On 28th February 1993, sometime after this car journey, my mother’s body was found on the shore at Zandvoort, a seaside town in the Netherlands. She was thirty-four. She had been diagnosed with Schizophrenia in her late teens, after suffering from an episode shortly before completing her Abitur, and had experienced a relapse not long after I was born, in 1984. Between these times her health had been good, and the medication had helped her through the more troubling periods in her life. Her apparent suicide proved to be the result of a third, final episode—the culmination of several months’ struggle with the illness. In those last months, she moved between her native Germany and Wales, where we lived at that time, between different houses and hotel rooms and two psychiatric wards, as the family tried desperately to take control of her deterioration. She no longer went by her Christian name, ‘Ute’, but by ‘Suzanne’—her middle name. She was restless and manic, and seemingly heartbroken.
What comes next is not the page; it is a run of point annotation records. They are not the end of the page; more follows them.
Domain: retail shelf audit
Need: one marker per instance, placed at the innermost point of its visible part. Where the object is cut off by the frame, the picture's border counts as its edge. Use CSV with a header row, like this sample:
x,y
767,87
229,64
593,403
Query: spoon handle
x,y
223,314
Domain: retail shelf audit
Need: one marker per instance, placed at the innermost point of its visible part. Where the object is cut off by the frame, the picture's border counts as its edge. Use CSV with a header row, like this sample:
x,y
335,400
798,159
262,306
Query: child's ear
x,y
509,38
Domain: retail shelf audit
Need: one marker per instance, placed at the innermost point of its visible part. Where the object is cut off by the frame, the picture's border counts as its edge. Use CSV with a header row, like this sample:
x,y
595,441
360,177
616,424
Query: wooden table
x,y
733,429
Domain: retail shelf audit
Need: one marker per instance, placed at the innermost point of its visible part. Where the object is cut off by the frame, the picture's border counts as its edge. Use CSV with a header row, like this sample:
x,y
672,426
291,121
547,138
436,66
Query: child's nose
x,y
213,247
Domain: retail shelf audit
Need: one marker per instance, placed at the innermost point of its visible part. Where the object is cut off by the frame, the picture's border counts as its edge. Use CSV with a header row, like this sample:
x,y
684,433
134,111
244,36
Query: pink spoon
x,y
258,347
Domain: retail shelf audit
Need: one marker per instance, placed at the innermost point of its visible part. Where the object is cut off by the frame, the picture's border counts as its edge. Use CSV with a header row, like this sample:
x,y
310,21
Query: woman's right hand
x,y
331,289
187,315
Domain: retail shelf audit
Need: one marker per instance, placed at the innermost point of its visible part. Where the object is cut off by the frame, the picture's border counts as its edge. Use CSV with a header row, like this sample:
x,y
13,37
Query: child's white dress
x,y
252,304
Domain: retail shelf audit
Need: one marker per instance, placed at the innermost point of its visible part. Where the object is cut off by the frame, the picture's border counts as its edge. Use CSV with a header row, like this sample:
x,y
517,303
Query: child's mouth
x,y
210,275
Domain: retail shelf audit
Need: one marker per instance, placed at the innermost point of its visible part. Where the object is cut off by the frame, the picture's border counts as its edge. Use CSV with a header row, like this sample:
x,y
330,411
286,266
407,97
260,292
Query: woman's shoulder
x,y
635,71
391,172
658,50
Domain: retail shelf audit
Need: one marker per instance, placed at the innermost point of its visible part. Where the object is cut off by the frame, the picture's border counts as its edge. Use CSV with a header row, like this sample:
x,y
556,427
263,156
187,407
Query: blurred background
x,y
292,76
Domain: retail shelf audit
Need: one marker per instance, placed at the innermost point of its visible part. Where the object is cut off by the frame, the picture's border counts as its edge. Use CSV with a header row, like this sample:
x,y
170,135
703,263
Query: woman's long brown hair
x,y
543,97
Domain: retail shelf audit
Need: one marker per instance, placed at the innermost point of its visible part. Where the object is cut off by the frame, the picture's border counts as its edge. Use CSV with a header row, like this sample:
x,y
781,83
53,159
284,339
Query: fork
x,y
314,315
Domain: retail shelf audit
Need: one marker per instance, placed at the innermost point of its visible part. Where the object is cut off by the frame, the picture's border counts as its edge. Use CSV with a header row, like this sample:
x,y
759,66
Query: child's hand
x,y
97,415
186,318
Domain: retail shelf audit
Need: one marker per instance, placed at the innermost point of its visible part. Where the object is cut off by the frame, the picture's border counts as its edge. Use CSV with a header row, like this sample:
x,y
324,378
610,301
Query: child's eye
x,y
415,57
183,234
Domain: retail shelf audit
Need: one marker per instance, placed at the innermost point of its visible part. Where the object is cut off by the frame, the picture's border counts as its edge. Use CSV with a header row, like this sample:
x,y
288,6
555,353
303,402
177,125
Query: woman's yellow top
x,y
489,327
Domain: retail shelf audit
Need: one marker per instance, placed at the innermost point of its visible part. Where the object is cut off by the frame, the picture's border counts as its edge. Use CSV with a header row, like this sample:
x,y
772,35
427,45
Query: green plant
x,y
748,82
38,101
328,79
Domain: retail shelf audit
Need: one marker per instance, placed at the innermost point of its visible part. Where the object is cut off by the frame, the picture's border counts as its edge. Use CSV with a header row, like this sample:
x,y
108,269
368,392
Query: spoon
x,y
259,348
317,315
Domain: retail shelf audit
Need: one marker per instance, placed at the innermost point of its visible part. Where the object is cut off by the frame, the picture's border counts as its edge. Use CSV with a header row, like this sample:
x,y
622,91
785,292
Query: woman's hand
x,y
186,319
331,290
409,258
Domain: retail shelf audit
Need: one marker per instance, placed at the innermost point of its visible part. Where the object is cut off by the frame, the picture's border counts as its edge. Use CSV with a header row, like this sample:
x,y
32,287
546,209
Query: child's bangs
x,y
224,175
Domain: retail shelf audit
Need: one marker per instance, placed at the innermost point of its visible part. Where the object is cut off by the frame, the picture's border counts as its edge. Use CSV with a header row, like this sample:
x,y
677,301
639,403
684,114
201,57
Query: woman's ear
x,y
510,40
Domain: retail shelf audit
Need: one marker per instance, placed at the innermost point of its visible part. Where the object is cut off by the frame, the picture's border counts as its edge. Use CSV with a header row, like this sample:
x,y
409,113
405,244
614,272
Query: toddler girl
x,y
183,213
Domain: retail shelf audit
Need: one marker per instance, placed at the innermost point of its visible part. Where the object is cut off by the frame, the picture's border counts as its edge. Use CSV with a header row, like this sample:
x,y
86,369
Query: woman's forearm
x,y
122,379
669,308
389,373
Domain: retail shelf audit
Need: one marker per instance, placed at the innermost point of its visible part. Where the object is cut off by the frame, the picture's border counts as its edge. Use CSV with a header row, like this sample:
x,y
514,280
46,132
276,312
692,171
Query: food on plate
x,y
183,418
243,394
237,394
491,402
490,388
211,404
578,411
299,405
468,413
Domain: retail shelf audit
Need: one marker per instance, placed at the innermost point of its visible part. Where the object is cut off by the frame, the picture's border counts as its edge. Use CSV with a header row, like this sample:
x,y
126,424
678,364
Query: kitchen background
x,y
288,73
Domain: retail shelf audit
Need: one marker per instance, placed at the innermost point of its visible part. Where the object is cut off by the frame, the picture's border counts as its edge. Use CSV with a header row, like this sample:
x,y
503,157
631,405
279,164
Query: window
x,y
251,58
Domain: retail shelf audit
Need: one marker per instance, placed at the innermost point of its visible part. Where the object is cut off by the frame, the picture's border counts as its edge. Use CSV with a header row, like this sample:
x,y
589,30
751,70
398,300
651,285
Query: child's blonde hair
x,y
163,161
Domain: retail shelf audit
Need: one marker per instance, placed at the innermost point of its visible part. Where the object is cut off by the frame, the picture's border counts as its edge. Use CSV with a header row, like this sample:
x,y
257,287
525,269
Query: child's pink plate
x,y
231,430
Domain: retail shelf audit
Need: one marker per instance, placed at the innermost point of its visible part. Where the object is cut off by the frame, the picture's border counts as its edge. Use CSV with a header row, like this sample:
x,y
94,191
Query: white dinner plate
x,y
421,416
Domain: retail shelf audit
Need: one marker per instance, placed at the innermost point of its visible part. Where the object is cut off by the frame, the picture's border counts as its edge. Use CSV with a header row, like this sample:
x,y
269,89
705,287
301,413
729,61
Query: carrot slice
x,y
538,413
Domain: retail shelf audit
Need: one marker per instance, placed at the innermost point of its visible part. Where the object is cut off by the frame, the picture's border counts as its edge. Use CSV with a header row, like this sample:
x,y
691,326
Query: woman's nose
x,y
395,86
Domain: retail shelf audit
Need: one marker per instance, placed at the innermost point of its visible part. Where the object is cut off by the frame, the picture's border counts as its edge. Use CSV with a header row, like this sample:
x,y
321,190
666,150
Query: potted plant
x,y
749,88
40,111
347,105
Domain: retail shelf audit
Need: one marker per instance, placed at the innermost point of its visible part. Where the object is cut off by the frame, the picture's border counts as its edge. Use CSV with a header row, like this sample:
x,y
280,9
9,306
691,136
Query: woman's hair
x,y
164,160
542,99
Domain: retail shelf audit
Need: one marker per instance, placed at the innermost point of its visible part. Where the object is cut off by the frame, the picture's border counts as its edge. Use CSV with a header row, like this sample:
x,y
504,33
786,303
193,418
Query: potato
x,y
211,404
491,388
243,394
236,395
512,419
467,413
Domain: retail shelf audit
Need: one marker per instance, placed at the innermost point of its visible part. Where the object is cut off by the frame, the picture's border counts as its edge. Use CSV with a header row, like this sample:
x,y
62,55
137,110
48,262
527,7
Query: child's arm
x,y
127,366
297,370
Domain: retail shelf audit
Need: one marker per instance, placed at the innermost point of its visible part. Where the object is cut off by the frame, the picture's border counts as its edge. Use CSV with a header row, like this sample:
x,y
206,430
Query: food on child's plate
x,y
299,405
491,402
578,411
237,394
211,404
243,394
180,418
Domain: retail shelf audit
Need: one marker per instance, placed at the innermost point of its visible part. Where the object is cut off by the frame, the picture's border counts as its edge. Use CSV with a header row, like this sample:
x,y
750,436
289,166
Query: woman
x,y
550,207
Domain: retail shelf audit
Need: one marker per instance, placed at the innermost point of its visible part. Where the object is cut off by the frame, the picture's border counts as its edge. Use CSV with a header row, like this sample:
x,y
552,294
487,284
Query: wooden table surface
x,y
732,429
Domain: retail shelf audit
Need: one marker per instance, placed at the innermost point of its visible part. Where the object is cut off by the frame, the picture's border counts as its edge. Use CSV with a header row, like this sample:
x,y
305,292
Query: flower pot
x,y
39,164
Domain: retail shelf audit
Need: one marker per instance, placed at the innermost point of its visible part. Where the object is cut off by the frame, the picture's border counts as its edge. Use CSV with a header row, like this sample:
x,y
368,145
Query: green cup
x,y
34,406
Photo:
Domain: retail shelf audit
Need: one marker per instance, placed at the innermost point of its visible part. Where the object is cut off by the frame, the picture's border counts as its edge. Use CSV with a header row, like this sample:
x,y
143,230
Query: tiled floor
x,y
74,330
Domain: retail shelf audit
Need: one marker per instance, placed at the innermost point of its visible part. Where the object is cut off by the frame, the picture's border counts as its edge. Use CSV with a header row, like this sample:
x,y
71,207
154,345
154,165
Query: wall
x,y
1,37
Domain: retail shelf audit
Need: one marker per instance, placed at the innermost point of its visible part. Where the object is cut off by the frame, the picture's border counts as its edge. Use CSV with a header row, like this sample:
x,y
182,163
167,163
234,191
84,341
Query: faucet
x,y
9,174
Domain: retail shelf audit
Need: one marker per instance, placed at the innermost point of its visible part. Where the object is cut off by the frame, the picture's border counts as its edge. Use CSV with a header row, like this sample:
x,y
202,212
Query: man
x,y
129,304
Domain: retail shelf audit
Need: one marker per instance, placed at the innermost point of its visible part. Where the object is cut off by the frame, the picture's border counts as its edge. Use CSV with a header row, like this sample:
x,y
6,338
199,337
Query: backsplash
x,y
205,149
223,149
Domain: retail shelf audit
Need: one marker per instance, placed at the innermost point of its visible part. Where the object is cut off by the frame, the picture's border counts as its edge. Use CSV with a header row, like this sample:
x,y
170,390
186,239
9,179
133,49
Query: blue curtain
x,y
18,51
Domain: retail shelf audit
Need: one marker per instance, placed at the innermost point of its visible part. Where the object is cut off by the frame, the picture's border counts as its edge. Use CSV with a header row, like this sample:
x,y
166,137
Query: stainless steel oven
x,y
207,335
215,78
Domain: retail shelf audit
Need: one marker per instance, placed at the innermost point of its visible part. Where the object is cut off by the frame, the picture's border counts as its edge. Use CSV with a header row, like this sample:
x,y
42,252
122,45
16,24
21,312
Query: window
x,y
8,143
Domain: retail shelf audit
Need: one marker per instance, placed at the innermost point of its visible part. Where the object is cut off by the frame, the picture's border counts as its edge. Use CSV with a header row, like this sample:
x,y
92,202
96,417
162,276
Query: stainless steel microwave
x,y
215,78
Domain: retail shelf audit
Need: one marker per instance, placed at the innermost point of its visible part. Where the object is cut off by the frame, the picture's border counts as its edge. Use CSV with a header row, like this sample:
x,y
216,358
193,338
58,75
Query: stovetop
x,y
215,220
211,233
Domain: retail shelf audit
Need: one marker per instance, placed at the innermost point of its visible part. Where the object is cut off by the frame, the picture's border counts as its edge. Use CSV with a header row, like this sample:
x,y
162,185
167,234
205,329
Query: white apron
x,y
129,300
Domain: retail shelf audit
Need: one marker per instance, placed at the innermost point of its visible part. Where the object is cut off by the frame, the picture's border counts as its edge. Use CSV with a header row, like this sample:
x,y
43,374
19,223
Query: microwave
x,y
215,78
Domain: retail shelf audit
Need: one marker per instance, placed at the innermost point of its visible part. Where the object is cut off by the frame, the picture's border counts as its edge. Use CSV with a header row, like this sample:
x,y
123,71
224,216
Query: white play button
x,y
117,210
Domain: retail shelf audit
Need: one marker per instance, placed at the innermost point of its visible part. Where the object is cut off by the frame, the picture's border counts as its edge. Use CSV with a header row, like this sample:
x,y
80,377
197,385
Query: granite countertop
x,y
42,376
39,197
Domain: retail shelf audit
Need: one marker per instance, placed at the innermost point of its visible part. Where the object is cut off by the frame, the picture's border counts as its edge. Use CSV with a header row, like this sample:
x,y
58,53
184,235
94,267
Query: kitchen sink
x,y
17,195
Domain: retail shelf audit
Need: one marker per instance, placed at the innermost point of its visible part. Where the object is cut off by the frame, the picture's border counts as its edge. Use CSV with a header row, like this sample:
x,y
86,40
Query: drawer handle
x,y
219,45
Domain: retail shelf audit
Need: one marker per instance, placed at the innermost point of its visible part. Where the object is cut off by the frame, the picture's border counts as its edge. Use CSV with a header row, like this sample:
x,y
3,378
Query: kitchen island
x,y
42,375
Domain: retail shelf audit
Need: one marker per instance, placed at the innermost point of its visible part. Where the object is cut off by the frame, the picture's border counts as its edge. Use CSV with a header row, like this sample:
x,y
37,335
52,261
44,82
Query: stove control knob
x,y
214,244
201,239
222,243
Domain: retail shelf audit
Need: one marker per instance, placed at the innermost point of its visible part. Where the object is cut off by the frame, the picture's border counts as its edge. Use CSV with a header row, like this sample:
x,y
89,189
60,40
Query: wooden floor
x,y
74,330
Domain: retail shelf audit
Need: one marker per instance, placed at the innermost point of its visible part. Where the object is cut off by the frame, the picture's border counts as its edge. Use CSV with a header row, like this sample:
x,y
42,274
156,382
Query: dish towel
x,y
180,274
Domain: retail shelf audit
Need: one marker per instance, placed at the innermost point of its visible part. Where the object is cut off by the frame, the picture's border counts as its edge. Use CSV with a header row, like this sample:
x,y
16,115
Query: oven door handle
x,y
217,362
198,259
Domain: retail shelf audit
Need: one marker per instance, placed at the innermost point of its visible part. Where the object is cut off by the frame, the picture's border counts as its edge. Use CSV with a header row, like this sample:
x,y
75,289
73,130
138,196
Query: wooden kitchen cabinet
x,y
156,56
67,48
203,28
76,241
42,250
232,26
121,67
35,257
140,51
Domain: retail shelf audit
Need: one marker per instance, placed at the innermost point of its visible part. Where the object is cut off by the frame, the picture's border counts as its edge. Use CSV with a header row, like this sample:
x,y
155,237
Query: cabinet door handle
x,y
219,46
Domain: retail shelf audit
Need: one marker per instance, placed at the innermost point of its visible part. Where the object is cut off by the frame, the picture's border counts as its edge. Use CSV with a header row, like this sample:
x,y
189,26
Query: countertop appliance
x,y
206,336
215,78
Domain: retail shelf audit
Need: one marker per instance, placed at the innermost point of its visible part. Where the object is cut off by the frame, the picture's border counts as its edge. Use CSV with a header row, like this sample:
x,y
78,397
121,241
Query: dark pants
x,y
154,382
Zandvoort lies equidistant from Monmouth and Würtingen, where she grew up in Germany, and there is some validity to the idea that in her confusion and heartbreak she was trying to make her way home, to swim across the North Sea, back to Wales.

None of this is a reflection of the person she was in life—by all accounts intelligent and beautiful and loved by many. It is more accurate to say that these photographs have more to do with my coming to terms with that past. This is an abstraction, a vehicle for working through something so impossibly painful and real, yet now so far-off and intangible, that the passage of time is making increasingly difficult to grasp. It felt as urgent to make this work then, as it does to move on with life now.